Step 1. Interweave \( \frac{\partial L}{\partial z} \) with zeros
First step is to put a row and a column after every element of \( Z \). This operation is the same as the one
discussed in 2.1.2.
\begin{equation}
zero \_ interweave(\frac{\partial L}{\partial z}) =
\begin{bmatrix}
\frac{\partial L}{\partial z_{11}} & 0 & \frac{\partial L}{\partial z_{12}} & 0 \\
0 & 0 & 0 & 0 \\
\frac{\partial L}{\partial z_{21}} & 0 & \frac{\partial L}{\partial z_{22}} & 0 \\
0 & 0 & 0 & 0
\end{bmatrix}
\end{equation}
Step 2. Zero-pad \(a_{prev} \)
Put zeros along the edges of \( a_{prev} \).
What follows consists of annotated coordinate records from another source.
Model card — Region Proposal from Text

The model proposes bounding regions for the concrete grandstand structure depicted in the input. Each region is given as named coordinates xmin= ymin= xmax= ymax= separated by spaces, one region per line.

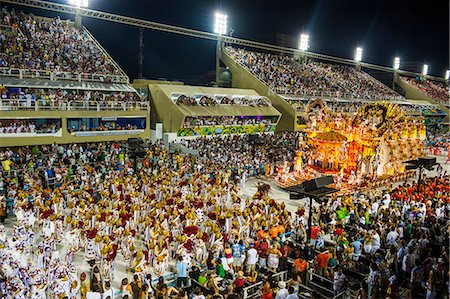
xmin=0 ymin=11 xmax=150 ymax=146
xmin=149 ymin=84 xmax=281 ymax=138
xmin=220 ymin=47 xmax=439 ymax=131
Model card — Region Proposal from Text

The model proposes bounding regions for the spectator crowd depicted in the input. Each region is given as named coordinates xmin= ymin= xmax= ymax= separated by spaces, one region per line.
xmin=0 ymin=133 xmax=450 ymax=299
xmin=0 ymin=7 xmax=119 ymax=75
xmin=1 ymin=88 xmax=141 ymax=107
xmin=401 ymin=77 xmax=450 ymax=104
xmin=175 ymin=94 xmax=271 ymax=107
xmin=0 ymin=120 xmax=61 ymax=134
xmin=181 ymin=116 xmax=278 ymax=129
xmin=227 ymin=47 xmax=401 ymax=100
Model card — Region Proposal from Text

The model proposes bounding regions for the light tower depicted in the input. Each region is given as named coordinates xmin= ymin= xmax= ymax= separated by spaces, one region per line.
xmin=355 ymin=47 xmax=363 ymax=71
xmin=392 ymin=57 xmax=400 ymax=89
xmin=298 ymin=33 xmax=309 ymax=62
xmin=69 ymin=0 xmax=89 ymax=27
xmin=214 ymin=12 xmax=228 ymax=87
xmin=422 ymin=64 xmax=428 ymax=81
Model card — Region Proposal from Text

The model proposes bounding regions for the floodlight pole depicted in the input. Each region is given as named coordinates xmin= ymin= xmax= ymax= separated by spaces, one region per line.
xmin=392 ymin=69 xmax=398 ymax=90
xmin=307 ymin=196 xmax=313 ymax=245
xmin=75 ymin=7 xmax=83 ymax=28
xmin=417 ymin=166 xmax=423 ymax=195
xmin=216 ymin=35 xmax=222 ymax=87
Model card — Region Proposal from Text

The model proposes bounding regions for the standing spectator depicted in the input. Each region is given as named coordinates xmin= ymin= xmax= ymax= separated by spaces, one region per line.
xmin=233 ymin=271 xmax=245 ymax=294
xmin=246 ymin=243 xmax=258 ymax=274
xmin=267 ymin=243 xmax=282 ymax=272
xmin=80 ymin=272 xmax=91 ymax=299
xmin=0 ymin=196 xmax=6 ymax=224
xmin=286 ymin=286 xmax=298 ymax=299
xmin=231 ymin=240 xmax=244 ymax=271
xmin=333 ymin=267 xmax=347 ymax=295
xmin=279 ymin=242 xmax=291 ymax=271
xmin=261 ymin=279 xmax=273 ymax=299
xmin=130 ymin=274 xmax=142 ymax=299
xmin=275 ymin=281 xmax=289 ymax=299
xmin=192 ymin=288 xmax=206 ymax=299
xmin=315 ymin=250 xmax=330 ymax=276
xmin=294 ymin=256 xmax=308 ymax=281
xmin=367 ymin=263 xmax=380 ymax=299
xmin=258 ymin=238 xmax=269 ymax=268
xmin=102 ymin=281 xmax=116 ymax=299
xmin=176 ymin=255 xmax=188 ymax=288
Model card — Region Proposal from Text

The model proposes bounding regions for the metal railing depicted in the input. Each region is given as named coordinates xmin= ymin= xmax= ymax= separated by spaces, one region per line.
xmin=242 ymin=281 xmax=263 ymax=299
xmin=0 ymin=99 xmax=149 ymax=111
xmin=83 ymin=26 xmax=130 ymax=82
xmin=0 ymin=67 xmax=129 ymax=84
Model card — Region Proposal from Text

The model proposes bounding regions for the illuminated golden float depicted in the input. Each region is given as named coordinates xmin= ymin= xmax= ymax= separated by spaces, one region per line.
xmin=276 ymin=100 xmax=426 ymax=190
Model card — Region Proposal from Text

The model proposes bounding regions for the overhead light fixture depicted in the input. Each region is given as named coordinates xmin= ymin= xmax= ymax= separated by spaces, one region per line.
xmin=394 ymin=57 xmax=400 ymax=70
xmin=214 ymin=12 xmax=228 ymax=35
xmin=298 ymin=33 xmax=309 ymax=52
xmin=422 ymin=64 xmax=428 ymax=76
xmin=69 ymin=0 xmax=89 ymax=7
xmin=355 ymin=47 xmax=362 ymax=62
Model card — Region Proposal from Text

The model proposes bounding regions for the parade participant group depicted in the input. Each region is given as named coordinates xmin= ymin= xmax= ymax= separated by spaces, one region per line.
xmin=0 ymin=137 xmax=449 ymax=299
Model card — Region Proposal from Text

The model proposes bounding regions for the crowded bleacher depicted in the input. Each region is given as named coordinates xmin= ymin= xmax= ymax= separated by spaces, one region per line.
xmin=173 ymin=94 xmax=271 ymax=107
xmin=0 ymin=2 xmax=450 ymax=299
xmin=401 ymin=77 xmax=450 ymax=104
xmin=181 ymin=116 xmax=278 ymax=128
xmin=0 ymin=88 xmax=143 ymax=108
xmin=226 ymin=47 xmax=401 ymax=100
xmin=0 ymin=133 xmax=450 ymax=299
xmin=0 ymin=7 xmax=119 ymax=75
xmin=0 ymin=120 xmax=61 ymax=134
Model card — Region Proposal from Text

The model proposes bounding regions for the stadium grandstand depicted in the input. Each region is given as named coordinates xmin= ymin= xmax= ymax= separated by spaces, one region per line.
xmin=399 ymin=76 xmax=450 ymax=107
xmin=0 ymin=0 xmax=450 ymax=299
xmin=0 ymin=8 xmax=150 ymax=146
xmin=221 ymin=47 xmax=446 ymax=130
xmin=149 ymin=84 xmax=281 ymax=140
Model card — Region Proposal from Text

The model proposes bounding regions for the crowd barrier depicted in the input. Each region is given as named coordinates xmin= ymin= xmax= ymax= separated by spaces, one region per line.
xmin=0 ymin=99 xmax=149 ymax=111
xmin=0 ymin=67 xmax=130 ymax=84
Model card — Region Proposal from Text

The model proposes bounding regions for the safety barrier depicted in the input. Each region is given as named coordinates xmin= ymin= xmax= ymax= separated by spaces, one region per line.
xmin=0 ymin=67 xmax=129 ymax=84
xmin=242 ymin=281 xmax=263 ymax=299
xmin=0 ymin=99 xmax=149 ymax=111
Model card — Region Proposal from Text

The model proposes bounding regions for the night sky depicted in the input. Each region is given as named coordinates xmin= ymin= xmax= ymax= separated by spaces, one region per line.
xmin=7 ymin=0 xmax=449 ymax=82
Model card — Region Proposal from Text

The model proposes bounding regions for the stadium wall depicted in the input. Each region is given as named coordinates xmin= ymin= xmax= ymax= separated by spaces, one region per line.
xmin=0 ymin=110 xmax=150 ymax=147
xmin=149 ymin=84 xmax=281 ymax=137
xmin=395 ymin=78 xmax=450 ymax=121
xmin=220 ymin=51 xmax=300 ymax=131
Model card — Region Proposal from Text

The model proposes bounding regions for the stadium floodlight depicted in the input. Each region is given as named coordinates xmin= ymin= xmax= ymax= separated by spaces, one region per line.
xmin=298 ymin=33 xmax=309 ymax=52
xmin=394 ymin=57 xmax=400 ymax=70
xmin=355 ymin=47 xmax=362 ymax=62
xmin=69 ymin=0 xmax=89 ymax=7
xmin=214 ymin=12 xmax=228 ymax=35
xmin=422 ymin=64 xmax=428 ymax=76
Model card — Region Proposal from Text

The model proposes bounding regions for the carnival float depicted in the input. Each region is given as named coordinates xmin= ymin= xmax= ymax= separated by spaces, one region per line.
xmin=276 ymin=99 xmax=426 ymax=191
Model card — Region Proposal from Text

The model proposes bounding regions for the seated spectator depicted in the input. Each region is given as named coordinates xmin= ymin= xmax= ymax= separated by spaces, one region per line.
xmin=226 ymin=47 xmax=401 ymax=100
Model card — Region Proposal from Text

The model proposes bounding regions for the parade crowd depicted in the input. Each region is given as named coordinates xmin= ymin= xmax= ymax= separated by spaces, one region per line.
xmin=402 ymin=77 xmax=450 ymax=104
xmin=181 ymin=116 xmax=277 ymax=128
xmin=1 ymin=88 xmax=141 ymax=107
xmin=0 ymin=7 xmax=118 ymax=74
xmin=175 ymin=94 xmax=271 ymax=107
xmin=0 ymin=120 xmax=61 ymax=134
xmin=0 ymin=133 xmax=450 ymax=299
xmin=227 ymin=47 xmax=401 ymax=100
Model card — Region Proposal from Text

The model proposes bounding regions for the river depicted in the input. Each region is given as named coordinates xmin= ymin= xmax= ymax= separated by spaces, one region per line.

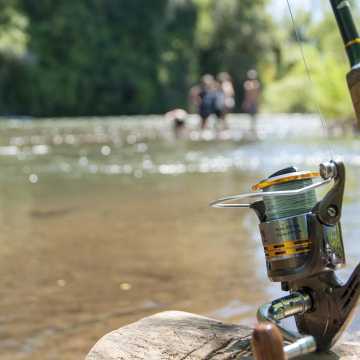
xmin=0 ymin=115 xmax=360 ymax=360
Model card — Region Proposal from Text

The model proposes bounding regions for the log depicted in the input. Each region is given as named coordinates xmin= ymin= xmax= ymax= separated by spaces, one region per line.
xmin=86 ymin=311 xmax=360 ymax=360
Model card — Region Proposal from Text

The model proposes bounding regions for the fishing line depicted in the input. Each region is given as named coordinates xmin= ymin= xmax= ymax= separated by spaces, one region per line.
xmin=286 ymin=0 xmax=334 ymax=160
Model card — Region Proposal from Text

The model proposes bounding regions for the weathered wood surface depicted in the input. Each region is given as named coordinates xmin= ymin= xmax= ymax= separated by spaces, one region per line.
xmin=86 ymin=311 xmax=360 ymax=360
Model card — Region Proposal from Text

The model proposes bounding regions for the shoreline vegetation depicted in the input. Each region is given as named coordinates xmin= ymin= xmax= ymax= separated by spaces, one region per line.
xmin=0 ymin=0 xmax=358 ymax=121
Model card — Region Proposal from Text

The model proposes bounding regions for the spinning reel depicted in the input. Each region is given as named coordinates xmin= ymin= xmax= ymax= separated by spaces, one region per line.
xmin=211 ymin=161 xmax=360 ymax=358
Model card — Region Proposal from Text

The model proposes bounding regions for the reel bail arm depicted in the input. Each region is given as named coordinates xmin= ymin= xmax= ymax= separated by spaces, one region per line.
xmin=212 ymin=161 xmax=360 ymax=359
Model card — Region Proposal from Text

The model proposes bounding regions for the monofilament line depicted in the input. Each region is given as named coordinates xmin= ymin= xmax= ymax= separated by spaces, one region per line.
xmin=286 ymin=0 xmax=334 ymax=159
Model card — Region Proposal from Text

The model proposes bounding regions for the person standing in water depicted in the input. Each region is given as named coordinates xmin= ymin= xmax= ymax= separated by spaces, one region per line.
xmin=242 ymin=69 xmax=261 ymax=135
xmin=197 ymin=74 xmax=216 ymax=129
xmin=214 ymin=72 xmax=235 ymax=129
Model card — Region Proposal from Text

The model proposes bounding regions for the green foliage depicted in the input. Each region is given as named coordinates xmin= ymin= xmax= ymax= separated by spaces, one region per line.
xmin=0 ymin=0 xmax=276 ymax=116
xmin=0 ymin=0 xmax=352 ymax=118
xmin=263 ymin=6 xmax=354 ymax=119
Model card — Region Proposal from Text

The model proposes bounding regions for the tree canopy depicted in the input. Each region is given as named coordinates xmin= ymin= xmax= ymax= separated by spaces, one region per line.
xmin=0 ymin=0 xmax=358 ymax=117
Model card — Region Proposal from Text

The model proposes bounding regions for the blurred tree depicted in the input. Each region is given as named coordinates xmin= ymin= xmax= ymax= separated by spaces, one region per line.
xmin=264 ymin=4 xmax=353 ymax=119
xmin=194 ymin=0 xmax=277 ymax=110
xmin=0 ymin=0 xmax=28 ymax=114
xmin=159 ymin=0 xmax=199 ymax=111
xmin=0 ymin=0 xmax=280 ymax=116
xmin=19 ymin=0 xmax=166 ymax=116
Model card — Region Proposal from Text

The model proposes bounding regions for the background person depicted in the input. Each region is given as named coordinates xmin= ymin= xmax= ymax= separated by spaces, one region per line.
xmin=242 ymin=69 xmax=261 ymax=134
xmin=214 ymin=72 xmax=235 ymax=129
xmin=198 ymin=74 xmax=216 ymax=129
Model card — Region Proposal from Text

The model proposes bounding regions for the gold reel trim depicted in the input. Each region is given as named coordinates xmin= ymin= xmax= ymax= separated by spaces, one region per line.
xmin=252 ymin=171 xmax=320 ymax=191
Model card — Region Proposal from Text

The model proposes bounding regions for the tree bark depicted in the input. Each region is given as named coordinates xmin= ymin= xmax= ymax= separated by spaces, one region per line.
xmin=86 ymin=311 xmax=360 ymax=360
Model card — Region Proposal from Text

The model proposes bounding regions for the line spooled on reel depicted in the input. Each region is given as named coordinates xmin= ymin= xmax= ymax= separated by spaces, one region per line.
xmin=211 ymin=0 xmax=360 ymax=359
xmin=211 ymin=161 xmax=360 ymax=358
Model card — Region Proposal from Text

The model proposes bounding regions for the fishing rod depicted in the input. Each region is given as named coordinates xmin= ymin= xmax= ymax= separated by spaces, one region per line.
xmin=211 ymin=0 xmax=360 ymax=359
xmin=330 ymin=0 xmax=360 ymax=129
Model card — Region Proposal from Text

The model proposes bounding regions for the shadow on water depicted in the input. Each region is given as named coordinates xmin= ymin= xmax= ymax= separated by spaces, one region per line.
xmin=0 ymin=116 xmax=360 ymax=360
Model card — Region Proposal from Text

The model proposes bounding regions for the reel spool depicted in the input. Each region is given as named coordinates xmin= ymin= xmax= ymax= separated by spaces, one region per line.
xmin=211 ymin=161 xmax=360 ymax=359
xmin=212 ymin=163 xmax=345 ymax=282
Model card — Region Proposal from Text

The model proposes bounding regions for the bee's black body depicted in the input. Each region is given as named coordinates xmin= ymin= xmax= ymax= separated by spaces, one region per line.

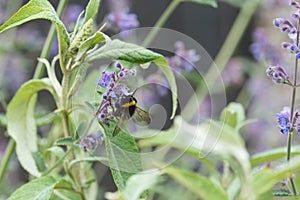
xmin=113 ymin=94 xmax=151 ymax=136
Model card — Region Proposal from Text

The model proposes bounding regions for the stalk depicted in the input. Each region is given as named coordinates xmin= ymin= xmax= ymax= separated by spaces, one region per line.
xmin=286 ymin=17 xmax=300 ymax=196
This is the same operation as in \( (4) \).
\begin{equation}
zero\_pad(a_{prev}) =
\begin{bmatrix}
0 & 0 & 0 & 0 & 0 & 0 \\
0 & a_{11} & a_{12} & a_{13} & a_{14} & 0 \\
0 & a_{21} & a_{22} & a_{23} & a_{24} & 0 \\
0 & a_{31} & a_{32} & a_{33} & a_{34} & 0 \\
0 & a_{41} & a_{42} & a_{43} & a_{44} & 0 \\
0 & 0 & 0 & 0 & 0 & 0
\end{bmatrix}
\end{equation}
Step 3. Convolve two matrices
\begin{equation}
\frac{\partial L}{\partial W} = zero\_pad(a_{prev}) * zero \_ interweave(\frac{\partial L}{\partial Z})
\end{equation}
This yields the same matrix as the equation \( (91) \), and we are done.